I returned to live in the valley in 1992 and held my art classes in Ystradgynlais Miners’ Welfare Hall, in the same room where Joe would have got together with Llew and other members of the Camera Club. I met again Betty Rae Watkins, who now lives in Joe’s old studio and home. With other artists and educators, we formed the idea of setting up a foundation in honour of Josef.
The aims of the Josef Herman Art Foundation Cymru are to re-energise, locally and nationally, interest in Josef’s work and to promote an appreciation of his life and commitment to art. The Miners’ Welfare Hall proves the perfect home for the Foundation and it is here that schoolchildren from a growing number of Welsh counties come to view the work they have created with the encouragement of our artists in residence. Each year, we initiate an award for schools giving children the opportunity to hear Josef’s story and to be inspired by his work.
In 2013, we worked towards Tate Britain’s outreach project application to the Heritage Lottery Fund. Tate were successful, and we were the only project to run in Wales. Titled, Mining Josef Herman, we were able to look at ways of preserving our collection, generously gifted to us by Nini Herman. Our success made us the first community-based charity to be digitally archived for posterity. It left a lasting legacy from which we are able to develop the Foundation’s work.

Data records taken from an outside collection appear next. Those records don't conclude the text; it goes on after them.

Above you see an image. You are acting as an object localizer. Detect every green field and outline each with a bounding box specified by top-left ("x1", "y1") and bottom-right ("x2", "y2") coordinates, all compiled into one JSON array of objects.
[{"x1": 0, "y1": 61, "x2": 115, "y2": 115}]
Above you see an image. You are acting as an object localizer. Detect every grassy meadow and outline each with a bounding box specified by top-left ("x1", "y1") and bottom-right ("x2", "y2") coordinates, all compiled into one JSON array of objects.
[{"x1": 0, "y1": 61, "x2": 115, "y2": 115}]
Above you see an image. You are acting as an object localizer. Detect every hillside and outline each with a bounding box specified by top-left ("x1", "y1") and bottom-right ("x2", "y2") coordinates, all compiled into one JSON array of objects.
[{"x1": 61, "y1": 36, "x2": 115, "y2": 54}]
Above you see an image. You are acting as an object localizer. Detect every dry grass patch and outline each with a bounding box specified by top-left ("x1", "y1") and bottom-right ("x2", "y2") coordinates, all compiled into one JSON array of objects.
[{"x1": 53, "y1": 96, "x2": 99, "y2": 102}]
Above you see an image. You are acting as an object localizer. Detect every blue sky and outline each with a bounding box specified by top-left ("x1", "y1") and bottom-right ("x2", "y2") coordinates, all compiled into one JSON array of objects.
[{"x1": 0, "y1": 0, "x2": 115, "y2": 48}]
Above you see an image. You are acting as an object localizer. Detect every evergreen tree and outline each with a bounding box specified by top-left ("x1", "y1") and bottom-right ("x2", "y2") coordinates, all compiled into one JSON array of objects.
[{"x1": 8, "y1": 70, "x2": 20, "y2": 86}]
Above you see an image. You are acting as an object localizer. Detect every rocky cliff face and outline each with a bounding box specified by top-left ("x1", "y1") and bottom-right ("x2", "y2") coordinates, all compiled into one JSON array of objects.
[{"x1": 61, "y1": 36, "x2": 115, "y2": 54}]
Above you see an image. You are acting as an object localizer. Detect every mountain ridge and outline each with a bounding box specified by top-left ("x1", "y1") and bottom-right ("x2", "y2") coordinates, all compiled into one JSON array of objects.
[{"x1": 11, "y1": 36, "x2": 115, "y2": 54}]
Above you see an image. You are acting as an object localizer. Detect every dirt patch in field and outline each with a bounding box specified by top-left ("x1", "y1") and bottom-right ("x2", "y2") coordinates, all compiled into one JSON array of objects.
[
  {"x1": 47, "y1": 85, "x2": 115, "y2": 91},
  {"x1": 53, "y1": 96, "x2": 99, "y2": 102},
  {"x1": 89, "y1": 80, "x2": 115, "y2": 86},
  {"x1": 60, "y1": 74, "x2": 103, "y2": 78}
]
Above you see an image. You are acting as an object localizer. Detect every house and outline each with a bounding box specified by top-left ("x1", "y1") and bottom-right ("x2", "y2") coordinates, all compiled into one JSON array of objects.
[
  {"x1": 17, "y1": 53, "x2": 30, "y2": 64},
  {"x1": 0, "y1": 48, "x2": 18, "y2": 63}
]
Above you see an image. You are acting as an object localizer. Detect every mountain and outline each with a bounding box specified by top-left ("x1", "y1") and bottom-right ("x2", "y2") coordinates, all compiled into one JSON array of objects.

The Foundation also curates touring exhibitions from its collection of Josef’s drawings and paintings, organises a lecture programme, donates a Gold Award for the People’s Choice at the art exhibition at the annual National Eisteddfod of Wales, runs a Friends of Josef Herman society with regular newsletters and events, and a website, www.josefhermanfoundation.org.
John Berger, friend and supportive critic of Josef’s wrote: “He was one of my teachers. From him I learnt about exile, endurance, courage and a respect and love for those who have been described as the salt of the earth.”
When he was 12, Josef was elected editor of his school magazine. He wrote a poem which is here translated from Polish:-
I don’t know what I will be
A poet or a painter.
I don’t know whether I will speak
Through poems or paintings.
I like pictures in poetry
I like poetry in pictures
I don’t know what I will be
A poet or a painter.
Perhaps I will never be
A poet or a painter
And with unwritten poems
I will pass through life, a living picture.
Josef has always influenced and inspired me in my life and work and now, as one of the trustees of the Foundation, I am part of an organisation that will ensure that his life will continue to shine as bright as that sky that caught my imagination in his painting, Evening, Ystradgynlais.
The People’s Choice Herman Gold Award will be presented at the National Eisteddfod of Wales in Anglesey which starts today.